Outdoors: Jerky Made Easy

Venison jerky is easy to make and delicious to eat. Photo by Mike Zlotnicki

I bought a Cabela’s electric slicer to make the task easier, but the key to cutting jerky is use frozen or mostly frozen meat. You want slices 5 to 8 millimeters thick, and it’s much harder to do that with fresh or thawed meat. You simply want a thin, consistent cut. Too thick and the meat takes too long to cure; too thin and it can get brittle and too crunchy.

After cutting, you need a marinade or rub. I’m sure a quick Google search will yield a blue million options, but after much experimentation, this is my go-to: Allegro marinades out of Paris, Tenn. They’re available in most Triangle food stores. The company makes many flavors, but Original and Hot & Spicy are my main marinades. I will use Teriyaki when making jerky for younger palates. Personally, I like my head to sweat a little while I’m eating jerky.

I marinate meat strips in the marinade overnight, then shake lightly and place the meat on the dehydrator. My model has five slotted trays and a glorified blow dryer that inserts down in the middle. I flip my bottom pieces and move my trays around once at the three-hour mark, and six to eight hours later, I have jerky. To test, I take a piece and bend it about in half. When I see white fibers within the cut, I know it’s done.

I use a commercial dehydrator – a very low-end model of uncertain vintage – and I think all it costs me is product volume and time drying. A quick look at the Cabela’s website shows models from $80 to $250. Don’t forget: The dehydrator works just as well on fruits and vegetables – and on beef when you run out of game meat. Just make sure you get the leanest beef cuts for jerky. Brisket, London broil and the like work fine. Fat and marbling are conducive to nice steaks and roasts, but not good jerky.

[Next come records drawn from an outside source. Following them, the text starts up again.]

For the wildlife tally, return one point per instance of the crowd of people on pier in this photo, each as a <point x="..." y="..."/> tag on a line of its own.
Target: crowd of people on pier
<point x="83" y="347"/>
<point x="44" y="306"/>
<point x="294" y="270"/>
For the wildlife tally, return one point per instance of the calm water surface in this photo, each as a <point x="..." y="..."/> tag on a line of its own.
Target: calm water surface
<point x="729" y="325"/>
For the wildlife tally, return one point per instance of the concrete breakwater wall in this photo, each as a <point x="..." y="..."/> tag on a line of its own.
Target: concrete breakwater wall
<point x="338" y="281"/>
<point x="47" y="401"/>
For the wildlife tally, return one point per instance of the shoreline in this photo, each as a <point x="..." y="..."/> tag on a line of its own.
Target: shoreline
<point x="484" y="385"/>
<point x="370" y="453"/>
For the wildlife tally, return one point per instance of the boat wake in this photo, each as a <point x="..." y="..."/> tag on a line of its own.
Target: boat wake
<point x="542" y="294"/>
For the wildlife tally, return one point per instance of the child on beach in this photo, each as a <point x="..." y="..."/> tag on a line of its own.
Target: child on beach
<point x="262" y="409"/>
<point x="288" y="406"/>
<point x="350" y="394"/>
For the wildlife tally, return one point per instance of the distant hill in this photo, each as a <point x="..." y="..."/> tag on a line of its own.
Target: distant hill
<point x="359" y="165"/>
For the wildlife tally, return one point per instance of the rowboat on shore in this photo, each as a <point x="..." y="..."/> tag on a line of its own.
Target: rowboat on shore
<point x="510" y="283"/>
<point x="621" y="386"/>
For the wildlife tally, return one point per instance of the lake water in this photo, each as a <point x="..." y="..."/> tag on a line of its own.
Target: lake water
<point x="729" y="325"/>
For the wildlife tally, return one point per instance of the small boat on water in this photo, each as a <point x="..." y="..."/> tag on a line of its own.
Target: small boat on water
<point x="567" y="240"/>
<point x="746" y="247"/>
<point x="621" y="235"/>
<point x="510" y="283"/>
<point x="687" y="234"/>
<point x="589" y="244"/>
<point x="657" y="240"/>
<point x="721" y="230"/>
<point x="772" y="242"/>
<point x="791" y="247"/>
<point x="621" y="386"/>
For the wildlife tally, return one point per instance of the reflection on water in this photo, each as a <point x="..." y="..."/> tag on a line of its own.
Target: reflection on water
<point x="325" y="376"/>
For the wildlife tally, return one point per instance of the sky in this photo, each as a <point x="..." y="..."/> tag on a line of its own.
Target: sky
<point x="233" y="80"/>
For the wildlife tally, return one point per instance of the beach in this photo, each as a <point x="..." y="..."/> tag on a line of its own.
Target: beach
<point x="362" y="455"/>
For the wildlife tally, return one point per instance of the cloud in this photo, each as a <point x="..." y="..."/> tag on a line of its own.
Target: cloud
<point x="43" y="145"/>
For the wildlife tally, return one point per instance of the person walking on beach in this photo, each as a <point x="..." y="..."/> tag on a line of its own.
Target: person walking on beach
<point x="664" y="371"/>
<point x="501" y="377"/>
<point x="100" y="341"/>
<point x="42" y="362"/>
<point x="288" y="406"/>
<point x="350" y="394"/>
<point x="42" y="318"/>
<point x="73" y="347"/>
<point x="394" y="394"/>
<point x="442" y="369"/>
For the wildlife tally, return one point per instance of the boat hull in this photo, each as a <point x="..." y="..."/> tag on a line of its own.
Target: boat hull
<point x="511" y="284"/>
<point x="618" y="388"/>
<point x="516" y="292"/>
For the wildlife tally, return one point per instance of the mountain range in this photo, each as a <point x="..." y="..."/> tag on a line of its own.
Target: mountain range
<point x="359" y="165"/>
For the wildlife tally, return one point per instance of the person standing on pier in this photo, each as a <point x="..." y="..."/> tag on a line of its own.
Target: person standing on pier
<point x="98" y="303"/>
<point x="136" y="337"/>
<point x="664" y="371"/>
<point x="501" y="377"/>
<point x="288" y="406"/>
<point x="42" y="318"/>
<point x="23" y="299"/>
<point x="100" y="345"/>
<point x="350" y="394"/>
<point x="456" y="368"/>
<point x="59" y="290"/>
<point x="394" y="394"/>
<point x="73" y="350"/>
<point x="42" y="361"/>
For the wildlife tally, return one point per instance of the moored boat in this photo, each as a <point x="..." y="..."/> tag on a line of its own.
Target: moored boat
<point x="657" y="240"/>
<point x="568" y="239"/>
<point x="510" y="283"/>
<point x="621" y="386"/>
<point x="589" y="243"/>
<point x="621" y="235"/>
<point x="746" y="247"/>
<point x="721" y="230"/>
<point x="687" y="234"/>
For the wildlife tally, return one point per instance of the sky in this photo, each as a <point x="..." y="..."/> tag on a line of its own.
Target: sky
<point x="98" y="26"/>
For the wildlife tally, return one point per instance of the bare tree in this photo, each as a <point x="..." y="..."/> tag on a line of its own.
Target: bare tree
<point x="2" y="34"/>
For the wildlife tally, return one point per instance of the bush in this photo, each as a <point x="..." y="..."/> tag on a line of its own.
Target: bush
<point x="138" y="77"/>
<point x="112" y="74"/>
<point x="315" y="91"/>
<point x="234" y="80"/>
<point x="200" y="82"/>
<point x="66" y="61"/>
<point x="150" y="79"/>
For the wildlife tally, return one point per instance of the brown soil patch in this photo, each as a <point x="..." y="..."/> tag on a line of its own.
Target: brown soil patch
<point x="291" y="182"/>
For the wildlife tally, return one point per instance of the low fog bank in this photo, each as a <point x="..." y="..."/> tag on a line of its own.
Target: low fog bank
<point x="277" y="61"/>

For anyone wanting to go the conventional oven route, no problem. You want your oven at 150 to 180 F. Remember that you are drying, not cooking. Line the bottom of the oven with aluminum foil. You can place your meat slices on the oven grates, or pin each with a toothpick and hang them. Leave the oven door ajar as if you were broiling and let it ride. Again, check in a few hours and test the texture by bending and biting before removing.

Making jerky gives a whole new life to your freezer meat. It works with waterfowl and larger game birds like pheasant and turkey. Just make sure to remove all visible fat from any meat you work with. And while the sodium in the marinades I mention should act as a preservative of sorts, I freeze my finished jerky if it’s not to be consumed immediately. Wild-game jerky ranks right up there with any method I employ to prepare game meat for the table. Give it a try.